OCing multiplier-locked AMDs

TrainTrackHack

VIP Member
Okay, so someone in these forums asked that what's the point of having multiplier-unlocked CPUs, when you can OC by raising the FSB. And then someone replied that raising the FSB too much can cause unstability and you need a nortbridge cooler cabale of dealing with the heat. But since AMD boards don't have FSB or northbridge, does this apply to them? Is there any point buying multiplier-unlocked AMDs, unless you're very very VERY serious overclocker?
 
AMD motherboards do have a northbridge, they use something called HTT instead of FSB, but its basically the same principle when overclocking,
 
...but all FSB traffic goes thru the single northbridge chip, whereas HT is some kinda "point-to-point" thingy...it's not controlled by a single chip, is it?
 
AMD still uses a basic 200 bus speed that the northgbridge runs at. When you raise the bus speed up from 200mhz when overclocking it raises the Hypertransport and memory bus speed as well, really all the buses but most boards now have the PCI bus locked a 33.3mhz
 
I know, I know...let me rephrase my question:
Is there a limit on rising HT bus speed?
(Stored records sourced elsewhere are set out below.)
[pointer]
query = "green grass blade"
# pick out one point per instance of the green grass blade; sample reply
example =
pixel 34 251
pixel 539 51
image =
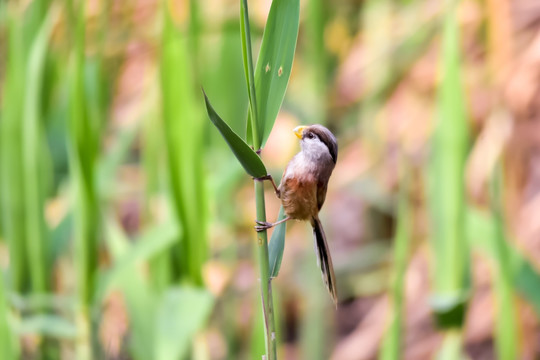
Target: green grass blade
pixel 183 126
pixel 482 235
pixel 8 344
pixel 11 165
pixel 249 160
pixel 181 313
pixel 247 56
pixel 446 185
pixel 33 149
pixel 277 245
pixel 274 63
pixel 392 341
pixel 506 326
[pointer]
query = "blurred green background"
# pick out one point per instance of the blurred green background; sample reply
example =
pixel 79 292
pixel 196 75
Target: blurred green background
pixel 126 227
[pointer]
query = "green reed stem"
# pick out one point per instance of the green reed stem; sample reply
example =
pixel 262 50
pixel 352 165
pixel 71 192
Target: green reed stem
pixel 262 237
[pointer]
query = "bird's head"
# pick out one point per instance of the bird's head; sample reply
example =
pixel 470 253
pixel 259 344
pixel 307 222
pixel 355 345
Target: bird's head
pixel 317 141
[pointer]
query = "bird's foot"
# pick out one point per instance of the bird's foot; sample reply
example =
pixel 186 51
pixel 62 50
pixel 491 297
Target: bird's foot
pixel 262 226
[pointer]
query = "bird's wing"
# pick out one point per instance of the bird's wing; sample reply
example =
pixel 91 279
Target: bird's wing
pixel 321 193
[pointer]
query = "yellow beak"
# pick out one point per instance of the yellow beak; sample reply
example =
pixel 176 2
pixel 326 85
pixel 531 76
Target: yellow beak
pixel 298 131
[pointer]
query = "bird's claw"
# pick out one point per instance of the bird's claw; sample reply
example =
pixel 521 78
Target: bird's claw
pixel 262 226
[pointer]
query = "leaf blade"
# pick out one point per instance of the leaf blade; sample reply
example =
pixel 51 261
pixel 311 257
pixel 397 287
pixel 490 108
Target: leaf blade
pixel 250 161
pixel 275 61
pixel 277 245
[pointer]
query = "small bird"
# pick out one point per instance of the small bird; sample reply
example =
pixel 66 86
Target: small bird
pixel 303 190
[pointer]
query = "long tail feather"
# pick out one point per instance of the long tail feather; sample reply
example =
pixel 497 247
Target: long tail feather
pixel 324 259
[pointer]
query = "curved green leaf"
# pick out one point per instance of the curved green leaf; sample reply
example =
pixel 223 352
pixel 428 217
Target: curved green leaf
pixel 250 161
pixel 275 62
pixel 277 245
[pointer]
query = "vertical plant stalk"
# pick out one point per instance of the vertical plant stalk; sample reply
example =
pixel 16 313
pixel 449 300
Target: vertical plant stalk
pixel 262 237
pixel 83 142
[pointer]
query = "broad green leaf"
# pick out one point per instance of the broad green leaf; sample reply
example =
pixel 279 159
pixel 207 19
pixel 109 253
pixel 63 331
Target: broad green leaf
pixel 250 161
pixel 277 245
pixel 275 61
pixel 182 312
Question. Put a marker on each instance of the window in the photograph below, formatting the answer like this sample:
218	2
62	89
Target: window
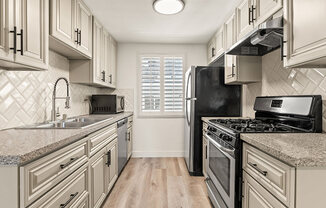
161	85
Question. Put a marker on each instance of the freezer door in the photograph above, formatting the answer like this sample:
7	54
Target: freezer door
188	123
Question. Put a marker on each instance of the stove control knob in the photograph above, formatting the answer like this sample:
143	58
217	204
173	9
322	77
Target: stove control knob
226	138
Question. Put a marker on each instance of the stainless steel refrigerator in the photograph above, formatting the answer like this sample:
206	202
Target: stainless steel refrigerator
206	95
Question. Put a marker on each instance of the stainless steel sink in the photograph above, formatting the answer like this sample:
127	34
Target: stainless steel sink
70	123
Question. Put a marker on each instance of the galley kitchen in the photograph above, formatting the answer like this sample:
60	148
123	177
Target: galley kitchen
162	104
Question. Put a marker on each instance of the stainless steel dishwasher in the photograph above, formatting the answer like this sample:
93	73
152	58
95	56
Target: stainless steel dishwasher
122	143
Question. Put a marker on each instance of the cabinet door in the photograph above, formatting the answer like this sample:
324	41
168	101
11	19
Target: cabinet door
113	62
112	165
263	9
205	162
243	24
304	33
98	72
211	50
62	21
230	32
106	57
6	23
97	178
230	68
84	24
129	142
219	42
255	196
32	25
Like m/b FSBs are rated 800,1066, 1333 and so on, going past those can cause instability/northbridge chip overheating...is there a "rating" on HT that limit the amount you can overclock? And back to the heat problem...for what I know, there's no single "HT chip" similar to n/bridge...if something apart from the CPU overheats as a result of OCing, what is it gonna be then?
 
Ok, the Hypertransport speed on a Athlon 64 939 or AM2 is 1000/2000, that is X5 of the 200 mhz bus speed. The hypertransport limit on stability is somewhere between 1050 and 1075mhz maybe more depending on the quality of the board, but having a higher or slower HT speed to a point has not effect on performance. So if your raise you bus speed to oveclock, your HT speed increases 5 mhz for every 1 mhz you raise the bus. When your HT gets near the instability point you just set the HT mulitplier to X4 and it lowers your HT speed back down. As far as heat when raising your bus speed from 200 mhz does raise the heat of the northbridge by a small amount but you really only have to worry about heat when you raise the bus speed up enough to cause the northbridge to go unstable and you bump up the voltage to get it stable. Voltage is the devil of heat not mhz speed. Raising voltage to get stability is what really starts the heat buildup when overclocking.
 
So, if I got this right...raising HT doesn't affect CPU speed, it's rasing the bus that does so...both HT and CPU run to the beat of the bus, and you can set multipliers of both CPU *and* HT separately?
 
Like taylormsj said that is more or less correct. The Hypertransport and CPU have separate multipliers. Raising the basic bus speed increases both but you can drop the HT multiplier to get it back in spec.